I didn't have much success with the mobilenet model - it once accused me of being a sofa. Now, I believe the Javascript port is not the most recent version, and also this mobile-optimized library sacrifices accuracy for the sake of speed. Things may improve with time.

However, I was pretty pleased with how well the coco-ssd model ran.
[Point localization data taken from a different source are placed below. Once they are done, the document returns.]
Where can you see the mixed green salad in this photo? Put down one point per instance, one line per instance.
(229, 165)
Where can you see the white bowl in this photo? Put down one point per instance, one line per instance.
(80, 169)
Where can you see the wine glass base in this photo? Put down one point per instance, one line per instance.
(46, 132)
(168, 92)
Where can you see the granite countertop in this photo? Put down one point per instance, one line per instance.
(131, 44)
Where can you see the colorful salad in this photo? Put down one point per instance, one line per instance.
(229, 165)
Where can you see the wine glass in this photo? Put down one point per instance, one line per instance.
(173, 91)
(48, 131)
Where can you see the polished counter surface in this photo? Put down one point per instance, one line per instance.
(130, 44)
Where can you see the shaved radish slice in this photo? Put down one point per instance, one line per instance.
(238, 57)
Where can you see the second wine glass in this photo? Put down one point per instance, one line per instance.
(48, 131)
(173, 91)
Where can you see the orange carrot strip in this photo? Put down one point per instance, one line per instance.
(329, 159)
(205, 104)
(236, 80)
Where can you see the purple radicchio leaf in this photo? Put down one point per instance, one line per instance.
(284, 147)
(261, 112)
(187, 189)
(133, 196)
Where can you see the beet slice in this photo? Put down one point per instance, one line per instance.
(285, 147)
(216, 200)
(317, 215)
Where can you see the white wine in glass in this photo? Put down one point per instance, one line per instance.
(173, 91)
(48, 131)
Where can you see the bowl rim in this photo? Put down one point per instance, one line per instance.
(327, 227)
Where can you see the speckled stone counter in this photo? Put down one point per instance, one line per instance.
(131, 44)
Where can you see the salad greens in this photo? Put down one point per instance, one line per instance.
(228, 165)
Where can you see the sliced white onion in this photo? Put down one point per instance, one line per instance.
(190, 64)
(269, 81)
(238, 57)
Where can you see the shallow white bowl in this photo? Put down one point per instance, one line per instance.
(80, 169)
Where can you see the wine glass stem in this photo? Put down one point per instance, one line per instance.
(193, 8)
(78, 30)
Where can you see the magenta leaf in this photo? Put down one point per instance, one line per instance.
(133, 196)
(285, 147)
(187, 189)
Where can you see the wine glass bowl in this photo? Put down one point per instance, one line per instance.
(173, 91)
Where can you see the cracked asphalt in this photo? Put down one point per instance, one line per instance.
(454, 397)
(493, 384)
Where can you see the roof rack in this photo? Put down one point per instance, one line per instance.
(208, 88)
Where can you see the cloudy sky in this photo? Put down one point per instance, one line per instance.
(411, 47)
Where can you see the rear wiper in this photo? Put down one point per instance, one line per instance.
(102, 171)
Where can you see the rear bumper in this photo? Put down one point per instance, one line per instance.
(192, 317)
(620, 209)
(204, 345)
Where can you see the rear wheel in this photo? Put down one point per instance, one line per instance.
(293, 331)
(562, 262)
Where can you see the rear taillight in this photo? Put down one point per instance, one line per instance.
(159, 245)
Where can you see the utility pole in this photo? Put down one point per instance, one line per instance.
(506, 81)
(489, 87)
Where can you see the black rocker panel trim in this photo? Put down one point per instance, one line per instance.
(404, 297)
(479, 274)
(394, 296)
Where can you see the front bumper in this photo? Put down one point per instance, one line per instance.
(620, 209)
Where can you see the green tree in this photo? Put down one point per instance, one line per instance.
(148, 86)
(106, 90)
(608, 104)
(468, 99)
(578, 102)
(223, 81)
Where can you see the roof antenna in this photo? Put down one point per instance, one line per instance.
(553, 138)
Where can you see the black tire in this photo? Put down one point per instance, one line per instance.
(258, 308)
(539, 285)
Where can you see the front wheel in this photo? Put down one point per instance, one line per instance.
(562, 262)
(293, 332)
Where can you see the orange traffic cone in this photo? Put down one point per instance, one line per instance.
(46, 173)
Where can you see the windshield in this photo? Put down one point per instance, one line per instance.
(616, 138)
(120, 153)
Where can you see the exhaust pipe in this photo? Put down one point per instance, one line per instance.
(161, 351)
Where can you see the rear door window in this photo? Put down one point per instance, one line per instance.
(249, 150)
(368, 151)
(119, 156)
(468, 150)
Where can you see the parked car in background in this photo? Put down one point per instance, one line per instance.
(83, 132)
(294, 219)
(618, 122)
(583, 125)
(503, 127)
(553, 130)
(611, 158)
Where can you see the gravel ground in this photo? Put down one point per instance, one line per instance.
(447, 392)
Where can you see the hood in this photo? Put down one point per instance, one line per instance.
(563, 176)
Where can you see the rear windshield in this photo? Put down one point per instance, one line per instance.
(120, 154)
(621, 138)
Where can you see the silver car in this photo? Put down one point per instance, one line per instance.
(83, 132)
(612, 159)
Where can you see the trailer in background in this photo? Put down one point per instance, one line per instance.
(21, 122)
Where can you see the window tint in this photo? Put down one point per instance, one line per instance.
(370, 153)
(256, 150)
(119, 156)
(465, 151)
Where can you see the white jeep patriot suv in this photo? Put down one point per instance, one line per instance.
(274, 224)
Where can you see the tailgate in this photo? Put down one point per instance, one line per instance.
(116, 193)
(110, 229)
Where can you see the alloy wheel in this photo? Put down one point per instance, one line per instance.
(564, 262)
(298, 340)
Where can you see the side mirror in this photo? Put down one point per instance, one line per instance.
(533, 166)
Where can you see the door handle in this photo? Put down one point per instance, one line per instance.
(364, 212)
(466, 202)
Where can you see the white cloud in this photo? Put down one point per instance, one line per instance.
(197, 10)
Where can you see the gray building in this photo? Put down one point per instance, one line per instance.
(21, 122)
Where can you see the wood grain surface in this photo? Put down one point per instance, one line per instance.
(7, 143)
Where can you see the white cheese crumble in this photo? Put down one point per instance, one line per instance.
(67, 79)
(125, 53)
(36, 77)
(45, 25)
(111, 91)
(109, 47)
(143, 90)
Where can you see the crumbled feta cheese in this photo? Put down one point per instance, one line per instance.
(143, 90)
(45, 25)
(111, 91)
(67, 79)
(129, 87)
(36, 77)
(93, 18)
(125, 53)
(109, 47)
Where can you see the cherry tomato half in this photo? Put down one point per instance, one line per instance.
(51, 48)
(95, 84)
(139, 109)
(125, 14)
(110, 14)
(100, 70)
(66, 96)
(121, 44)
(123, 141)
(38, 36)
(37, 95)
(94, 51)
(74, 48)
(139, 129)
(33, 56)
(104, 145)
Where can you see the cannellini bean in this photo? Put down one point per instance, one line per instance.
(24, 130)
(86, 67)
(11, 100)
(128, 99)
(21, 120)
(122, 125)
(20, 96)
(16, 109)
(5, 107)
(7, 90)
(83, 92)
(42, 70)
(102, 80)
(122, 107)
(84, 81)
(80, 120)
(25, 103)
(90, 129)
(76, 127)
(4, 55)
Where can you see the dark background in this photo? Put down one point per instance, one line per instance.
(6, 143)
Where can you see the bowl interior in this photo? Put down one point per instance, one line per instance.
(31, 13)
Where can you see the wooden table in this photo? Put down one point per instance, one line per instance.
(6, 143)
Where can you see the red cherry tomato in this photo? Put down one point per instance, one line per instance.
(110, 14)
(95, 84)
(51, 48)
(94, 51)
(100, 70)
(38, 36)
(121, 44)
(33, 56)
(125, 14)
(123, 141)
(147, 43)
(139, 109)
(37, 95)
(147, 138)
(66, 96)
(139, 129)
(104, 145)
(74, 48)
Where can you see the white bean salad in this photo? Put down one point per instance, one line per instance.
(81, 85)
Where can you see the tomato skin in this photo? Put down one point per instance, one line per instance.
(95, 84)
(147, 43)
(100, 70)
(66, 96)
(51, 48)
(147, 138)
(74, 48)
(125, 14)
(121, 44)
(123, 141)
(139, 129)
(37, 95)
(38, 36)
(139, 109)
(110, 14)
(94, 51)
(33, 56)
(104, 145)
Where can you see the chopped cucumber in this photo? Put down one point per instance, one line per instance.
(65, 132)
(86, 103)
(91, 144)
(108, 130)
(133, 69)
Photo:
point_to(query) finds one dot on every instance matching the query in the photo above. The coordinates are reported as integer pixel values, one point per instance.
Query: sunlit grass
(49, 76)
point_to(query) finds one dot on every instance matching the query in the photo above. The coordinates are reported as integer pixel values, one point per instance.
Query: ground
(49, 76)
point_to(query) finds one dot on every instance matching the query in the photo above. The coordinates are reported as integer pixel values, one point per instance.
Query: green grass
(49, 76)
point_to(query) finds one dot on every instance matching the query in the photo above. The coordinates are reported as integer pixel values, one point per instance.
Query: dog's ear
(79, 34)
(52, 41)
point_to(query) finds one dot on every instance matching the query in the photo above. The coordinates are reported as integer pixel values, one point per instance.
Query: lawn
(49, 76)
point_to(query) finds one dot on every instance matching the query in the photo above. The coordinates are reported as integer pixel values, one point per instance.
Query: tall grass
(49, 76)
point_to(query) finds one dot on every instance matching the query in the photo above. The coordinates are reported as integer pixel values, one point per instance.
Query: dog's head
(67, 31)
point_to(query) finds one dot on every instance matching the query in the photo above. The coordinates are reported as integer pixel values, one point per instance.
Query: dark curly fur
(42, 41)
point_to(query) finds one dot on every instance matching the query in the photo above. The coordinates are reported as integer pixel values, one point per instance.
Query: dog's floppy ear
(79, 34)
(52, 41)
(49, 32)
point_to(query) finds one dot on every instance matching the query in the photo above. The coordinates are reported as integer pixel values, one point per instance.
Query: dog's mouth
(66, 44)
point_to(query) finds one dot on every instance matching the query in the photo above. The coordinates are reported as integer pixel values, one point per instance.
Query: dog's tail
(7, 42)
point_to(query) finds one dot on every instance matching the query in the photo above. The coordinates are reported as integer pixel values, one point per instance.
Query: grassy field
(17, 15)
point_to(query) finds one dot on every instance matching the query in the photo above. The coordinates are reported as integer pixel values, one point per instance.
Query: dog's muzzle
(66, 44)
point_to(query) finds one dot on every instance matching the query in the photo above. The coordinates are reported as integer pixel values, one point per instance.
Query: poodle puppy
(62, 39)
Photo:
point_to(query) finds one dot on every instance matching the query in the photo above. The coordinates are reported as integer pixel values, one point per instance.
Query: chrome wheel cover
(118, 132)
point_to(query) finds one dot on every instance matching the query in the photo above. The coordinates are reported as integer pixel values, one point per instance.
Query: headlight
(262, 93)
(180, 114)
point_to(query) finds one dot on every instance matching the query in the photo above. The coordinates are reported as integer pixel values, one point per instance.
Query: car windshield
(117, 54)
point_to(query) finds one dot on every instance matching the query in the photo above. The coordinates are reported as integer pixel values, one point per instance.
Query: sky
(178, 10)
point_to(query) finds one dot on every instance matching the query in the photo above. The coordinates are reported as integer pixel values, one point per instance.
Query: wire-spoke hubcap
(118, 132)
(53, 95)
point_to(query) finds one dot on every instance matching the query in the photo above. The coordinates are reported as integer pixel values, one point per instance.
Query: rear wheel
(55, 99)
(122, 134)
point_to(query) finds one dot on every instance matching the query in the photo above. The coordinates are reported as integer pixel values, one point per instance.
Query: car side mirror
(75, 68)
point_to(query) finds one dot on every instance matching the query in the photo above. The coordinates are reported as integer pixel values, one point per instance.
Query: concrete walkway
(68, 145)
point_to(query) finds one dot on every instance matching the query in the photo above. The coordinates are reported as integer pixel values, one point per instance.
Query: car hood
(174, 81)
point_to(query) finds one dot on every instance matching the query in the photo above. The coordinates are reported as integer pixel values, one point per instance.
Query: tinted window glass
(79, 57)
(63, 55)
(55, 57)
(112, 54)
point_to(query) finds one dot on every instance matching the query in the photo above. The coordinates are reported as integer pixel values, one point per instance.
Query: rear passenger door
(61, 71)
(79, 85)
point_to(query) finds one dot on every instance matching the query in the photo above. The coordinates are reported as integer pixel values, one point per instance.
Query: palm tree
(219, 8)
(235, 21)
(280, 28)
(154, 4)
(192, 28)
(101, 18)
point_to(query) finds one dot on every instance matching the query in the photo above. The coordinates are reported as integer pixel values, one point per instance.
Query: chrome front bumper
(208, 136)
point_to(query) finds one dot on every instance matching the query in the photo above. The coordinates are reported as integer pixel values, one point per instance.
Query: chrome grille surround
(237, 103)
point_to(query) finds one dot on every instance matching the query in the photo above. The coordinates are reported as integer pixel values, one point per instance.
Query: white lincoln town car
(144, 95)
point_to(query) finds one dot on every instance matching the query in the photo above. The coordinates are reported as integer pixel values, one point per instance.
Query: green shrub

It detected various members of my family and pets in images and applied a class and bounding box where the object was detected.

For the above photo, coco-ssd produced the following:

Coco predictions:
[ { bbox:
     [ 852.9707651138306,
       449.7543740272522,
       953.0751829147339,
       1483.4483785629272 ],
    class: 'cat',
    score: 0.9699275493621826 },
  { bbox:
     [ 32.730048179626465,
       286.1092700958252,
       1323.1229524612427,
       1671.2676229476929 ],
    class: 'person',
    score: 0.7677765607833862 } ]

Without a whole lot of code required, my little Raspberry Pi can now scan images and identify detections with a classification, bounding box and confidence scores. When I eventually get around to building a wildlife camera, I'm pretty much there!